Open MPI logo

Open MPI User's Mailing List Archives

  |   Home   |   Support   |   FAQ   |   all Open MPI User's mailing list

From: Michael Kluskens (mklus_at_[hidden])
Date: 2006-10-03 10:53:58


Summary:

OpenMPI 1.1.1 and 1.3a1r11943 have different bugs with regards to
BLACS 1.1p3.

1.3 fails where 1.1.1 passes and vice-versus.

(1.1.1): Integer, real, double precision SDRV tests fail cases 1 &
51, then lots of errors until Integer SUM test then all tests pass.
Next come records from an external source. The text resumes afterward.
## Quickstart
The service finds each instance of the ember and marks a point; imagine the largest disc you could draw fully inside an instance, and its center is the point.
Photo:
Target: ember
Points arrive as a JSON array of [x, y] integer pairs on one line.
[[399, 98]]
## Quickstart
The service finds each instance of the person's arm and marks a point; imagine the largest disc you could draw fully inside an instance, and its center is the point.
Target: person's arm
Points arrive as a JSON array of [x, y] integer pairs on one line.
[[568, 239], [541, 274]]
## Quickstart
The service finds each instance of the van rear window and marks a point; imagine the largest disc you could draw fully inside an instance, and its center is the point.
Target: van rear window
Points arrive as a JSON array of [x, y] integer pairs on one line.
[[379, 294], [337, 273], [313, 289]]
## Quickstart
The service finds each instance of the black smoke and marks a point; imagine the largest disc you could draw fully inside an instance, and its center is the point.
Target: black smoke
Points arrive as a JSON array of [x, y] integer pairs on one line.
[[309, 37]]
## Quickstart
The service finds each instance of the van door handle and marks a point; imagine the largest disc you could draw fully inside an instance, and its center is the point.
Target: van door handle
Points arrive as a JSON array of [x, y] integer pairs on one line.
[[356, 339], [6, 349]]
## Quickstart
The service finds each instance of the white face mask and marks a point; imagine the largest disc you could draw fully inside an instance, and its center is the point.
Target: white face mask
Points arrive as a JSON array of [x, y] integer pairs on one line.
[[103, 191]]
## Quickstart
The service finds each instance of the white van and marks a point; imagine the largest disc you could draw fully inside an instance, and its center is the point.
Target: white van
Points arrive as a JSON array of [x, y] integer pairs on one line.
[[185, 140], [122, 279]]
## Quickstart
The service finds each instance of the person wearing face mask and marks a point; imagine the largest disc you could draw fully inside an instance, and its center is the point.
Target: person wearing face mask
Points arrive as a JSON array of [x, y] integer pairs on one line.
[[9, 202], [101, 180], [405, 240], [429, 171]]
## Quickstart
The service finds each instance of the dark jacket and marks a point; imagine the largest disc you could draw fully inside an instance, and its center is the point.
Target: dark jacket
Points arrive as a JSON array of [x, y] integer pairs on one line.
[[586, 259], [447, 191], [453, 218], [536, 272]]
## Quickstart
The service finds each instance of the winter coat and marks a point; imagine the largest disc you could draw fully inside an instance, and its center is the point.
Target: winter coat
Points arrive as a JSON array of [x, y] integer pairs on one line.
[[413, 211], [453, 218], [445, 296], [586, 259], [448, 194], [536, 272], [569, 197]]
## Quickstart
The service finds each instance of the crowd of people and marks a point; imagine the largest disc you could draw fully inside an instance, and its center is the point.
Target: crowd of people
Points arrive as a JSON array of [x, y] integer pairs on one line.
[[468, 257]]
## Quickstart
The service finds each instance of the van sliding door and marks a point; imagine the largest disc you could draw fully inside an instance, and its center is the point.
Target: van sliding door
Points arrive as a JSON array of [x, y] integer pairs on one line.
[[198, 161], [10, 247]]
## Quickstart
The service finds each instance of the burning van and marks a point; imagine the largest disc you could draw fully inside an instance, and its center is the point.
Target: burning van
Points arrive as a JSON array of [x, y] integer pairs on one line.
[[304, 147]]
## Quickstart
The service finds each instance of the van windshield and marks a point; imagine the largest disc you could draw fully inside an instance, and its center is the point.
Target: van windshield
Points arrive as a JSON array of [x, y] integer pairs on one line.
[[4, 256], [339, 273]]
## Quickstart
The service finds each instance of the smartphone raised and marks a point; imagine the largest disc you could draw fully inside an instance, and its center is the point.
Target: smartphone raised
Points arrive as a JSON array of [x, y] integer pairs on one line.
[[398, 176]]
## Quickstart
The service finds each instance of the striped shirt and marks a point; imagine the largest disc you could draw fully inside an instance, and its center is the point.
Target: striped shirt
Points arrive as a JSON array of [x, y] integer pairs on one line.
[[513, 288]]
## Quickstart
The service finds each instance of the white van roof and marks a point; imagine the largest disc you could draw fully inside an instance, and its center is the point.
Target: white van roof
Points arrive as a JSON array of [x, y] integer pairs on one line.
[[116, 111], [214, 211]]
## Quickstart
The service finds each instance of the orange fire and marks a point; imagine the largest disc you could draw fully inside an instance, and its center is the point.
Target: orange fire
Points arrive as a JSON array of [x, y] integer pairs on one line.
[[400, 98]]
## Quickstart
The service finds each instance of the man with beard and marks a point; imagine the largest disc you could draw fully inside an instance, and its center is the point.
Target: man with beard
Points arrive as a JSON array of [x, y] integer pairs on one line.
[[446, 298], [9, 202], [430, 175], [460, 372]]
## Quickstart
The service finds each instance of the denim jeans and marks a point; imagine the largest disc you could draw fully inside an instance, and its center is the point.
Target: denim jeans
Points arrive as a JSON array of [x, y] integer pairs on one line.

(1.3): No errors until it crashes on the Complex AMX test (which is
after the Integer Sum test).

System configuration: Debian 3.1r3 on dual opteron, gcc 3.3.5, Intel
ifort 9.1.032.

On Oct 3, 2006, at 2:44 AM, Åke Sandgren wrote:

> On Mon, 2006-10-02 at 18:39 -0400, Michael Kluskens wrote:
>> OpenMPI, BLACS, and blacstester built just fine. Tester reports
>> errors for integer and real cases #1 and #51 and more for the other
>> types..
>>
>> <http://svn.open-mpi.org/trac/ompi/ticket/356> is an open ticket
>> related to this.
>
> Finally someone else with the same problem!!!
>
> I tried the suggested fix from ticket 356 but it didn't help.
> I still get lots of errors in the blacstest.
>
> I'm running on a dual-cpu opteron with Ubuntu dapper and gcc-4.0.
> The tests also failed on our i386 Ubuntu breezy system with gcc-3.4

More details of my two tests:
--------------------------------
OpenMPI 1.1.1
./configure --prefix=/opt/intel9.1/openmpi/1.1.1 F77=ifort FC=ifort --
with-mpi-f90-size=medium

BLACS 1.1 patch 3, Bmake.inc based on Bmake.MPI-LINUX with following
changes:

BTOPdir = /opt/intel9.1/openmpi/1.1.1/BLACS
BLACSDBGLVL = 1
MPIdir = /opt/intel9.1/openmpi/1.1.1
MPILIB =
INTFACE = -DAdd_
F77 = $(MPIdir)/bin/mpif77
CC = $(MPIdir)/bin/mpicc
CCFLAGS = -O3

--------------------------------
OpenMPI 1.3a1r11943
./configure --prefix=/opt/intel9.1/openmpi/1.3 F77=ifort FC=ifort --
with-mpi-f90-size=medium

similar changes for Bmake.inc in BLACS.

test launched in BLACS/TESTING/EXE using:

mpirun --prefix /opt/intel9.1/openmpi/1.3 -np 4 xCbtest_MPI-LINUX-1

No errors works much better but eventually failures with:

COMPLEX AMX TESTS: BEGIN.
Signal:11 info.si_errno:0(Success) si_code:128()
Failing at addr:(nil)
Signal:11 info.si_errno:0(Success) si_code:1(SEGV_MAPERR)
Failing at addr:0xb80000
[0] func:/opt/intel9.1/openmpi/1.3/lib/libopal.so.0
(opal_backtrace_print+0x1f) [0x2a95aa5c1f]
*** End of error message ***

Michael